2.  **Setup:** Prerequisites for running Spark Connect (Server & Client).
3.  **Execution:** Connecting to a remote Spark server using `remote()`.
4.  **Comparison:** Spark Session vs. Spark Connect Session.
5.  **Limitations:** Why RDDs don't work in Spark Connect.

## 1. Architecture and Setup

Traditionally, the Spark Driver and Client were tightly coupled in the same JVM process (or closely linked). With Spark Connect:
*   **Client:** Translates DataFrame operations into logic plans and sends them over **gRPC**.
*   **Server:** Receives plans, executes them, and streams results back as **Apache Arrow** batches.
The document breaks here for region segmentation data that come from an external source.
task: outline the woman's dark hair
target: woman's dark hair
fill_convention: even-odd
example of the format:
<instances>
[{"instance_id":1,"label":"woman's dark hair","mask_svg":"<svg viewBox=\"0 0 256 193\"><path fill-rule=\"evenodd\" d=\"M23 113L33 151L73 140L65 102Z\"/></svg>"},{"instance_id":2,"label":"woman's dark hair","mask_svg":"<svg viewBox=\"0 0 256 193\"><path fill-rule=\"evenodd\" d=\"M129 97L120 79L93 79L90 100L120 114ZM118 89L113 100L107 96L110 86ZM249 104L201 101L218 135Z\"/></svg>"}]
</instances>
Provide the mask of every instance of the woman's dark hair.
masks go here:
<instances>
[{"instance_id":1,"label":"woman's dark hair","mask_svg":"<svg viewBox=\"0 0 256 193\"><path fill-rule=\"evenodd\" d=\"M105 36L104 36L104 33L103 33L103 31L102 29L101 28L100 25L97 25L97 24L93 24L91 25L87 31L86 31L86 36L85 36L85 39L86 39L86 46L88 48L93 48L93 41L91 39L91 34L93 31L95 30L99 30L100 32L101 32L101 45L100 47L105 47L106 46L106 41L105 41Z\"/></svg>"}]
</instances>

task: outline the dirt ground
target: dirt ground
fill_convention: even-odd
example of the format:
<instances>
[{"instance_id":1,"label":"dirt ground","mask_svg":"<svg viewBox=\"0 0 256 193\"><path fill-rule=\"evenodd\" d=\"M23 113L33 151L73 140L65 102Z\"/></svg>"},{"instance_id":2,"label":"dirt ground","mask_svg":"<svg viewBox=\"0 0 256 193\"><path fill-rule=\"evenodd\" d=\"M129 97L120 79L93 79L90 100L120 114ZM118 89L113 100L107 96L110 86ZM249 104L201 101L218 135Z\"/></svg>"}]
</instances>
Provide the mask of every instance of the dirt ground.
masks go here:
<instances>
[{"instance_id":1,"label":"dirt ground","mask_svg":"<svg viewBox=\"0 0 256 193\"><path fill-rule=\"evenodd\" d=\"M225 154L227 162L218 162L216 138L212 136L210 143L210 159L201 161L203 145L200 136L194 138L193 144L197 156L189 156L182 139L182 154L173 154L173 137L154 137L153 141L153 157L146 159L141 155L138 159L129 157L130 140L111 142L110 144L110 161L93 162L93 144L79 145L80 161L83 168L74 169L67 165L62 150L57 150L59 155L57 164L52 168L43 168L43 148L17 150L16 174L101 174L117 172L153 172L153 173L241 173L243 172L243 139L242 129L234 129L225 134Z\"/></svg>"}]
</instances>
### Prerequisites (Based on Video Demo)
To run this notebook successfully, you need a running **Spark Connect Server**. 

**Server Side (Docker):**
If you are following the course Docker setup:
1.  Use the image `pyspark-cluster-3.5.5` (Spark 3.5+ is recommended for Connect).
2.  Start the container. The Spark Connect Server usually listens on port `15002`.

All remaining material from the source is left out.